ATI Bug with GL_EXT_texture_sRGB?

We’re using GL_EXT_texture_sRGB in a Photoshop plugin and seeing a very strange issue on an ATI 4670 system, which I can only think must be a bug…

We load a texture of modest size using the requested internal format of GL_SRGB_ALPHA. For example, 800 x 700 pixels, which is well below the max texture size OpenGL reports for GL_MAX_TEXTURE_SIZE (== 8192 x 8192).

We’ve found that only when the texture size is larger than the size of the window from which the device context was originally extracted, OpenGL gives us an internal format of GL_RGBA16F, which loses the sRGB processing and leaves our image looking too bright, instead of being properly handled as sRGB via internal format GL_SRGB_ALPHA, which we get successfully with small textures. The current window or viewport size doesn’t matter; the cutoff remains the initial window size.

We tried requesting format GL_SRGB8_ALPHA8, which looks to be identical in function to GL_SRGB_ALPHA, but the problem remains.

Additionally, when we run our software as a plugin to any editor other than Photoshop, the problem goes away. This made us think for a while that we must have a bad pointer or something, but we’ve checked everything out very thoroughly and are now confident that we do not.

The software works fine under the exact same conditions with a nVidia board.

Is specifying GL_SRGB_ALPHA for the desired internal format the best (only) way to get sRGB texture functionality?

We’re looking at making some trial runs during initialization using glTexImage2D(GL_PROXY_TEXTURE_2D… and reading back the internal format, and reducing the texture size until we get the internal format we expect as a generalized solution, in case this kind of bug exists in another form on another system. Does this sound reasonable?

This has me rather worried that the OpenGL realm is full of unexpected bugs, in drivers for cards we don’t have, and we really have no additional funding for our test lab (which has representative video cards from the major vendors, but is by no means exhaustive). How do you handle ensuring your software runs properly on a wide variety of systems? Big beta test groups? Contracting well-funded labs for testing?

Thanks for any insights you’re willing to share.

-Noel

Additionally, when we run our software as a plugin to any editor other than Photoshop, the problem goes away.

Wow. Bugs in OpenGL implementations, I can understand. But unless Photoshop itself is creating that texture, the texture creation functions shouldn’t be different in different applications.

Unless the driver is recognizing Photoshop and using special code for it. Being a popular application, that is not uncommon.

And what ATI driver version are you on?

there is indeed a glitch here. we do detect some internal texture used by photoshop inside the driver in order to improve the quality of the output for 10bit monitor, and change its internal format to rgba16f.

unfortunately, it seems that your texture is being incorrectly detected by our driver :frowning: we will tighten this _enhancement in a future driver.

Thanks, guys.
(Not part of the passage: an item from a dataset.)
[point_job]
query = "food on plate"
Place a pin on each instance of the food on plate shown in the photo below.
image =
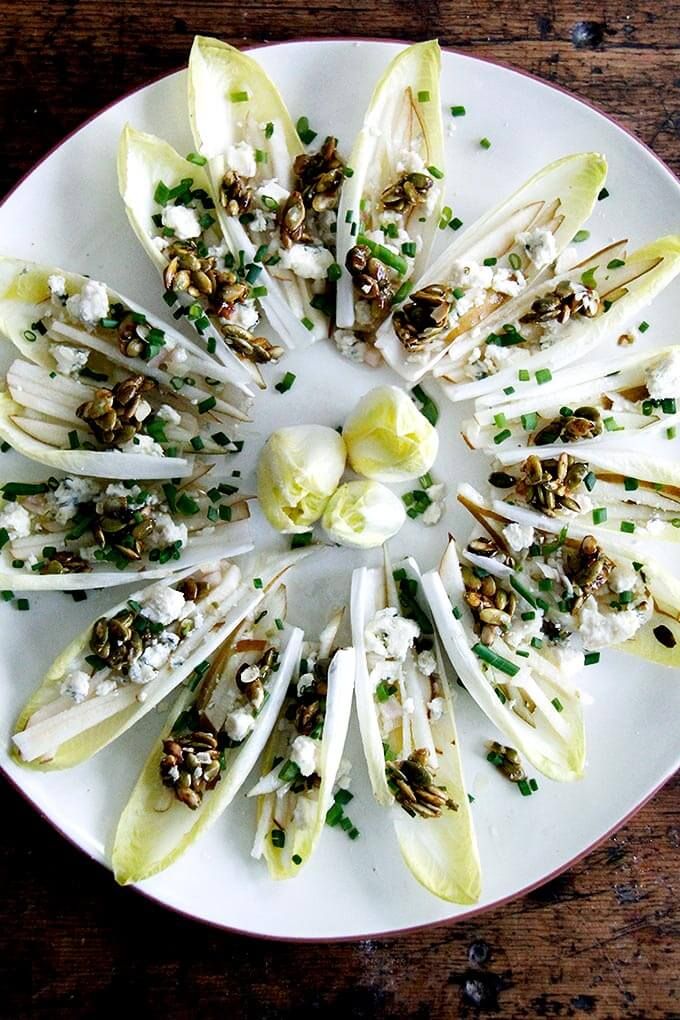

I appreciate the responses.

I’m on Catalyst 10.7 (and I verified it in 10.6 as well). My system and monitor are set to sRGB and I am set to 32 bit color (not sure whether that is the same as the “10 bit monitor” you mentioned).
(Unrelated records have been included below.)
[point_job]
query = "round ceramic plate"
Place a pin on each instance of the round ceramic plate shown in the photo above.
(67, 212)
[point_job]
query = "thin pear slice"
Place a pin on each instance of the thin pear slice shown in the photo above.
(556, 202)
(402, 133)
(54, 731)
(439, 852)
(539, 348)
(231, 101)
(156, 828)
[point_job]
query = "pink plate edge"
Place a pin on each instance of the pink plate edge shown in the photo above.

If it helps, Pierre, we run as a plugin to Photoshop, and a plugin is a DLL, which essentially means we’re running as part of Photoshop, though we’re doing the OpenGL rendering in our own thread we created. If you’d like to contact me for a prototype that reproduces the problem we can arrange something.

NCarboni@ProDigitalSoftware.com

I think we may be in uncommon territory, making OpenGL based plugins, but I’m sure more will be doing so in the future.

For now we have a workaround in that we can break up the image and display it in small pieces (up to 8192 x 512 seems to de-trigger your _enhancement).

-Noel

Pierre, I have sent you test software. Please let me know if you do not get the eMail.